Mito be more than a power house: structural and functional analysis of the human mitochondrial acyl carrier protein (mACP) and ketosynthase (OXSM)

Outside of their involvement in energy production, mitochondria play a critical role in cells through their access to a discrete fatty acid biosynthetic pathway. While human mitochondria import some fatty acids from the cytoplasm for energy production through β-oxidation, its fatty acid synthase (FAS) pathway is considered the sole system for producing fatty acid moieties within mitochondria for lipoic acid synthesis and membrane lipid modification. Despite decades of study in bacterial FASs (the putative evolutionary mitochondrial precursor), our understanding of human mitochondrial fatty acid biosynthesis remains incomplete.

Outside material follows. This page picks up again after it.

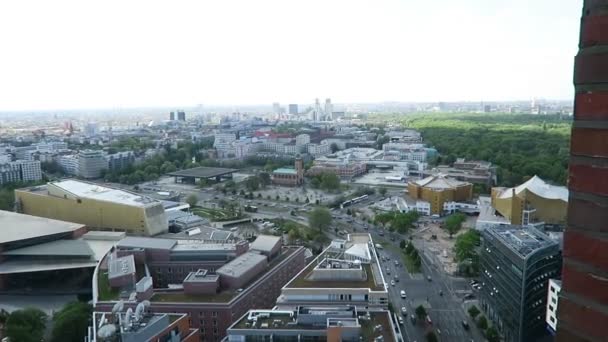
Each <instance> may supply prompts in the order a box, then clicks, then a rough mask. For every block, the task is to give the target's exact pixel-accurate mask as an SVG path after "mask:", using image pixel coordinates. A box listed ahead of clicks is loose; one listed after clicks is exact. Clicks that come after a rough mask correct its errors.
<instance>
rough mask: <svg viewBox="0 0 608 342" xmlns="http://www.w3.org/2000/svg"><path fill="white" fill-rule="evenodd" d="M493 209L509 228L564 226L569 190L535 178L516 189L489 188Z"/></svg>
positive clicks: (538, 177) (528, 181)
mask: <svg viewBox="0 0 608 342" xmlns="http://www.w3.org/2000/svg"><path fill="white" fill-rule="evenodd" d="M492 206H493V207H494V209H496V211H498V212H499V213H500V214H501V215H502V216H504V217H505V218H507V219H508V220H509V221H510V222H511V224H523V225H527V224H529V223H534V222H545V223H548V224H557V225H563V224H566V217H567V211H568V189H567V188H566V187H564V186H555V185H550V184H547V183H546V182H545V181H543V180H542V179H541V178H539V177H537V176H534V177H532V178H530V180H528V181H527V182H525V183H523V184H521V185H520V186H517V187H515V188H501V187H497V188H492Z"/></svg>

In our studies, we established a robust and scalable method for the recombinant expression and purification of mACP, ensuring access to the protein for activity and biophysical studies. The elemental behaviors of mACP, substrate sequestration and chain flipping, were explored using solvatochromism, an environmentally sensitive fluoresce. This provides an efficient approach toward understanding the fundamental protein−protein interactions (PPIs) of mACP and its partner proteins. Furthermore, by leveraging the mechanism-based crosslinking probes developed in our lab, we successfully conducted structural biological studies to analyze the structures and the essential PPIs between mACP and its partner protein 3-oxoacyl-ACP synthase (OXSM) via x-ray crystallography for the very first time. Understanding these interactions may offer insights into genetic mitochondrial diseases implicating FAS, ultimately assisting therapeutic development.